Creatine: pro's and cons

11 - 02 - 2019

You sometimes hear the wildest stories about creatine. Bad for the kidneys! You will gain 5 kg! Forbidden in France so it can't be healthy! What is it all about? We hope to clarify it in this blog.

But what is creatine?

Creatine is a nitrogen-rich compound that is produced in the liver from 3 amino acids: L-arginine, L-methionine and glycine. We take an average of 1 gram of creatine per day via our diet, mainly by eating meat and fish products. In the body this creatine is used in the energy supply of muscle and nerve cells.

How does it work?

Creatine is converted to creatine phosphate when your body is at rest. ATP (adenosine triphosphate), the energy source of the body, is used for this process. ADP (adenosine diphosphate) is being formed during this transition. The enzyme creatine kinase then ensures that ATP is formed again. This is an energy-rich compound that supports muscle contraction. The more creatine phosphate there is in the cell, the more ATP can be re-created and the more energy is released.

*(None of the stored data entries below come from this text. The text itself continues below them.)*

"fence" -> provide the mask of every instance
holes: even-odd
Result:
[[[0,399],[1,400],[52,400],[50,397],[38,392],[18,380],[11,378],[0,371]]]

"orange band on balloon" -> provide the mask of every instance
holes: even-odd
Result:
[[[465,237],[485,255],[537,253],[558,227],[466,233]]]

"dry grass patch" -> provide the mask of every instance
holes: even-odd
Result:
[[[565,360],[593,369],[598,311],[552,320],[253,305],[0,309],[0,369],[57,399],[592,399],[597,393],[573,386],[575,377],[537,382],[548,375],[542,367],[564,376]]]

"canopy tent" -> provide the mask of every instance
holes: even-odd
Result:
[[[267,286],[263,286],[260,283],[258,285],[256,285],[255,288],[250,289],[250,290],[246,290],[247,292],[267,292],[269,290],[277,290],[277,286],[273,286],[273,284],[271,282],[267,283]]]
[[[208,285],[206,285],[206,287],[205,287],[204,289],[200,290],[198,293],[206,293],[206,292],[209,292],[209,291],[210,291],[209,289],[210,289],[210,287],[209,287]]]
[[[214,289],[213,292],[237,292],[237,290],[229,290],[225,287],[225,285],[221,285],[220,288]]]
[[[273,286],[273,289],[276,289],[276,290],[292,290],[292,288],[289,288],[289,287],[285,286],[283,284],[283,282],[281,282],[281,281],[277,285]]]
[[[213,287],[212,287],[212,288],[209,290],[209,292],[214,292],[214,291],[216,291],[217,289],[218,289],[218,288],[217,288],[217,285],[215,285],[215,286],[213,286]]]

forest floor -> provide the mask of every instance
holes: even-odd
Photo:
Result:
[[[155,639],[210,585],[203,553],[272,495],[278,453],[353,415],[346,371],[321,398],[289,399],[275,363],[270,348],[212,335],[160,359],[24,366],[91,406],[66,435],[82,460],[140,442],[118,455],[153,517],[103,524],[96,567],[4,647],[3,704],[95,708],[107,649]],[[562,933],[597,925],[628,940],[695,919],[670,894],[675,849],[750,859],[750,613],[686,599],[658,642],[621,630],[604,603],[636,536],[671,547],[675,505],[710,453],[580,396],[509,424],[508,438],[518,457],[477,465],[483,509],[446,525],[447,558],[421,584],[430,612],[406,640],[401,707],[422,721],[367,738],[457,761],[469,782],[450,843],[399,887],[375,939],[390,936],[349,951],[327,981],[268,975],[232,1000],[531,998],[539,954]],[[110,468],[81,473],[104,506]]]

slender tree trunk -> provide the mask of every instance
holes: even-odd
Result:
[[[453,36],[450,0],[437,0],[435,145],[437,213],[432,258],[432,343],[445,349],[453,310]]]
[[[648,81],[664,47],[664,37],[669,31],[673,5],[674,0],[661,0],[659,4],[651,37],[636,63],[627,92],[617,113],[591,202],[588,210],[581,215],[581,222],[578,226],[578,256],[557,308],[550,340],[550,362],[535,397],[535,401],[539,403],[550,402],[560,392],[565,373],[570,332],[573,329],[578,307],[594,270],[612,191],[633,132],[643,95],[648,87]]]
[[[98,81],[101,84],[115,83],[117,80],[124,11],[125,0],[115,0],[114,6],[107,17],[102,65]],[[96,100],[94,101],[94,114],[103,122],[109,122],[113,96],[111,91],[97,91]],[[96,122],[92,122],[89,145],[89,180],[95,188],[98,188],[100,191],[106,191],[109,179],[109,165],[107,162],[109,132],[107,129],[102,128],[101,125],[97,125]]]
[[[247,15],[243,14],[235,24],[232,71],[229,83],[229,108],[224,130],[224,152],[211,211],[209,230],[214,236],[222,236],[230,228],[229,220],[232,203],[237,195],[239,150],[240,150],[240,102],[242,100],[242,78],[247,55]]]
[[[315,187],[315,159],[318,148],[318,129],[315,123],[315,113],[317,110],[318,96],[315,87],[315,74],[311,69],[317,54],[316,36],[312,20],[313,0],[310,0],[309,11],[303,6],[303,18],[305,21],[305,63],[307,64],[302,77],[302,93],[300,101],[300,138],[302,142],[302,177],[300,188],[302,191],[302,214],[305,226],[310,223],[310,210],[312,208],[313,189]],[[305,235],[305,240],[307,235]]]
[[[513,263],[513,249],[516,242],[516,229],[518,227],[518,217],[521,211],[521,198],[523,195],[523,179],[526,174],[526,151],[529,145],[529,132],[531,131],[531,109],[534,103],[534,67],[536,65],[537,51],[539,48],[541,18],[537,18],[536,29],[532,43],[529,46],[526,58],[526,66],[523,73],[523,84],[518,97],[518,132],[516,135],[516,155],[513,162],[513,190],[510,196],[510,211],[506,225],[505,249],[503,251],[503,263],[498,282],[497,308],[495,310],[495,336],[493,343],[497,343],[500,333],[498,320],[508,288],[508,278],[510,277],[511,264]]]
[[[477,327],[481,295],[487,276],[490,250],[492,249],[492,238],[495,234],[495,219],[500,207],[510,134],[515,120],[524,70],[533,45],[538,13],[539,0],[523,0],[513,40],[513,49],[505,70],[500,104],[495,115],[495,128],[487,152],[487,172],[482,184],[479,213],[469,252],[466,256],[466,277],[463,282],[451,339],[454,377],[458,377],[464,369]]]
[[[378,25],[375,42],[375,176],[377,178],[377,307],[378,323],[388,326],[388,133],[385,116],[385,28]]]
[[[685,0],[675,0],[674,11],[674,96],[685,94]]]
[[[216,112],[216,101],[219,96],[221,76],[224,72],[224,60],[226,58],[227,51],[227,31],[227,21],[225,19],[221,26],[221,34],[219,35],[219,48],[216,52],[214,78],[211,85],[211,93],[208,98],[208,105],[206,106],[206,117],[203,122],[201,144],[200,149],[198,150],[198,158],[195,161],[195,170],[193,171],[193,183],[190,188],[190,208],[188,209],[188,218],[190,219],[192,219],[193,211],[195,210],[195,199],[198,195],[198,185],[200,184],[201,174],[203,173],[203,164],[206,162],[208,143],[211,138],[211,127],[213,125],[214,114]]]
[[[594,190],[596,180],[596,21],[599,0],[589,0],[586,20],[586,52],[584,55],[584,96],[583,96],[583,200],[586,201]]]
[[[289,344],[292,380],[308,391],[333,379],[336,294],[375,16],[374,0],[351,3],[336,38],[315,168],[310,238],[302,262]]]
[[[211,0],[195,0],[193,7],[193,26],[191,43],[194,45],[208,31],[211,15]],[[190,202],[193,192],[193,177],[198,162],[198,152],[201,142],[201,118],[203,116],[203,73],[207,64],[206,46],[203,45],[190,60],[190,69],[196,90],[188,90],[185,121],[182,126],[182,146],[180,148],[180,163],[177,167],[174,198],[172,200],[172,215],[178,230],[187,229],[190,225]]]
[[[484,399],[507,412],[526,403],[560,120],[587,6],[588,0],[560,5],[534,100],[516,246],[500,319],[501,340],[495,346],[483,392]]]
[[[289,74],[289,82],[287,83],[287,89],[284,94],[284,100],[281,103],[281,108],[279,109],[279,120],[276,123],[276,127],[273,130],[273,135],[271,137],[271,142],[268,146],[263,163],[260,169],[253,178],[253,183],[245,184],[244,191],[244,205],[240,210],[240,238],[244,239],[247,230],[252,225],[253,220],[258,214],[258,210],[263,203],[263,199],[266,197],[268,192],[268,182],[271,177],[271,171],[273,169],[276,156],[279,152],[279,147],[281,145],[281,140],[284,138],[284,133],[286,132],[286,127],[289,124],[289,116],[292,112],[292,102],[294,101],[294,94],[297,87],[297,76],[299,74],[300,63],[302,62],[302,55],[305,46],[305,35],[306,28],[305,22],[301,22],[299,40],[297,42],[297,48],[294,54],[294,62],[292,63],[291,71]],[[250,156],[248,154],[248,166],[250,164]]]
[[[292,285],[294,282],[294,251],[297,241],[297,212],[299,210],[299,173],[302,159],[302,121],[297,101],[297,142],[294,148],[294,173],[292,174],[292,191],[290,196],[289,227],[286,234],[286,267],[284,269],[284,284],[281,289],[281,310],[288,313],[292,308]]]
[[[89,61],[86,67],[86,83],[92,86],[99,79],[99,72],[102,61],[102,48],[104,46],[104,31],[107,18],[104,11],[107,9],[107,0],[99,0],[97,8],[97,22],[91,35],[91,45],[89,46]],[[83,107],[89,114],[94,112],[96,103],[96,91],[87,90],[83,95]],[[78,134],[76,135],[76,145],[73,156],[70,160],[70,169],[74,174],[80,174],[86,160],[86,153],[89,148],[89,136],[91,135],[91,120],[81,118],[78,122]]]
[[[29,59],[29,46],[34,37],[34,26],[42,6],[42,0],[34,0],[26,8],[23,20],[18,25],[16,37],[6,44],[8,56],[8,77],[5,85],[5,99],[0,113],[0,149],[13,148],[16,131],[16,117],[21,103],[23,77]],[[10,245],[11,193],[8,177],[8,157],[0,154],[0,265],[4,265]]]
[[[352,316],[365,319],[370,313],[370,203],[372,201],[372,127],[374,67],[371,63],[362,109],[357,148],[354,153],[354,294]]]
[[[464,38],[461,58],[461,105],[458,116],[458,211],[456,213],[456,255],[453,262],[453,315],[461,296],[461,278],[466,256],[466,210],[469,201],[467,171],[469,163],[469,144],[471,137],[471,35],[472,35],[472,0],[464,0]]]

The energy supply of the system above only takes place during the first seconds of an effort. Then the body switches to the other energy-producing mechanisms it has. The use of creatine therefore only makes sense in sports where there are explosive short efforts like most strength sports. But it is also a great addition to sports such as football, short distance swimming, martial arts, ...

Disadvantages of creatine

Some people suffer from a sensitive stomach or even diarrhea when using creatine. However, this is almost always linked to an overdose of this substance. A side effect that is not insufferable, however, is weight gain. This is due to a larger storage of water by the body. In some cases this can be up to 2-3kg. This is an additional factor why creatine is not widely used in endurance sports. After all, a lower weight is considered an advantage here.

Because of this extra storage of water, the myth has also been created that creatine would be bad for the kidneys. This is not correct at all. The reality is that the body consumes more water with supplementation of creatine and that most do not take this into account. This can lead to kidney problems in some cases (people who drink very little) in the long term. So drinking more during creatine supplementation is crucial!

How to take?

Creatine is usually taken in stages. The body gets used to the use after a few weeks and the effect decreases. After a period of 8-10 weeks you should take a rest period of four weeks.

There are 2 systems known: with or without charging phase.

  • With charging phase

Take 20g of creatine per day during the first week. The weeks after you switch to 3 to a maximum of 5g per day. The maximum creatine content in the cell is reached quickly through the loading phase.

  • Without charging phase

Take 3-5g of creatine every day. This is mainly used by people who suffer too much from the high doses in the first week.

Which form of creatine is the best form?

Monohydrate, ethyl ester, buffered and doubly buffered creatine. Every year, the manufacturers of raw materials come with a new version on the market. The new forms, however, are not or poorly proven1. The reality is that the original form of creatine, the monohydrate version, is still your best choice. You can usually choose between the powder and capsules or tablets. We swear by the powder form. You take this with a large glass of water, which also responds immediately to the larger water demand of your body. In addition, your stomach will empty faster due to the large volume of water and the creatine will enter the small intestine more quickly where it is absorbed. Longer exposure to the stomach content leads to the conversion to creatinine, which is removed as a waste product by the kidneys.

We also have a capsule form in the range, which can certainly be used. Here too, we recommend drinking a large volume of water to achieve the same effect.